If the mean and the variance of a Binomial variate \(X\) are 2 and 1 respectively, then the probability that \(X\) takes a value greater than one is equal to

\(\begin{aligned} & \text { Mean }=2 \text { and variance }=1 \\ & \Rightarrow \mathrm{np}=2 \text { and } \mathrm{npq}=1 \\ \therefore \quad & \frac{\mathrm{npq}}{\mathrm{np}}=\frac{1}{2} \Rightarrow \mathrm{q}=\frac{1}{2} \\ & \Rightarrow \mathrm{p}=1-\frac{1}{2}=\frac{1}{2} \\ & n p=2 \\ & \Rightarrow \mathrm{n}\left(\frac{1}{2}\right)=2 \Rightarrow \mathrm{n}=4\end{aligned}\)

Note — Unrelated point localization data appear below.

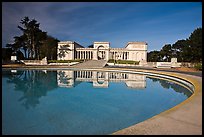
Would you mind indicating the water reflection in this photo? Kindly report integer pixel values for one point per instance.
(36, 83)
(33, 84)
(167, 84)
(99, 79)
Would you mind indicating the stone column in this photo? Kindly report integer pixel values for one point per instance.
(107, 54)
(95, 55)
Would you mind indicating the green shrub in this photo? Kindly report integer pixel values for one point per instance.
(198, 66)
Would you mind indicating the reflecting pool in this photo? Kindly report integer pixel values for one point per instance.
(61, 102)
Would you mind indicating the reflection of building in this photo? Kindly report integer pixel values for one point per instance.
(68, 50)
(70, 78)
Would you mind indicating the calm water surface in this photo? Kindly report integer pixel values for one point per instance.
(82, 102)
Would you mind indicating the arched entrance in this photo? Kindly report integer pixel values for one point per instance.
(101, 54)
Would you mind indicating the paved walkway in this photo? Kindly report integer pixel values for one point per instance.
(198, 73)
(91, 64)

\(\begin{array}{ll}\therefore & P(X\gt1) \\ & =P(X=2)+P(X=3)+P(X=4)\end{array}\)
\(={ }^4 \mathrm{C}_2\left(\frac{1}{2}\right)^2\left(\frac{1}{2}\right)^2+{ }^4 \mathrm{C}_3\left(\frac{1}{2}\right)^3\left(\frac{1}{2}\right)+{ }^4 \mathrm{C}_4\left(\frac{1}{2}\right)^4\left(\frac{1}{2}\right)^0\)
\(\begin{aligned} & =6\left(\frac{1}{2}\right)^4+4\left(\frac{1}{2}\right)^4+1\left(\frac{1}{2}\right)^4 \\ & =\frac{1}{2^4}(6+4+1)=\frac{11}{16}\end{aligned}\)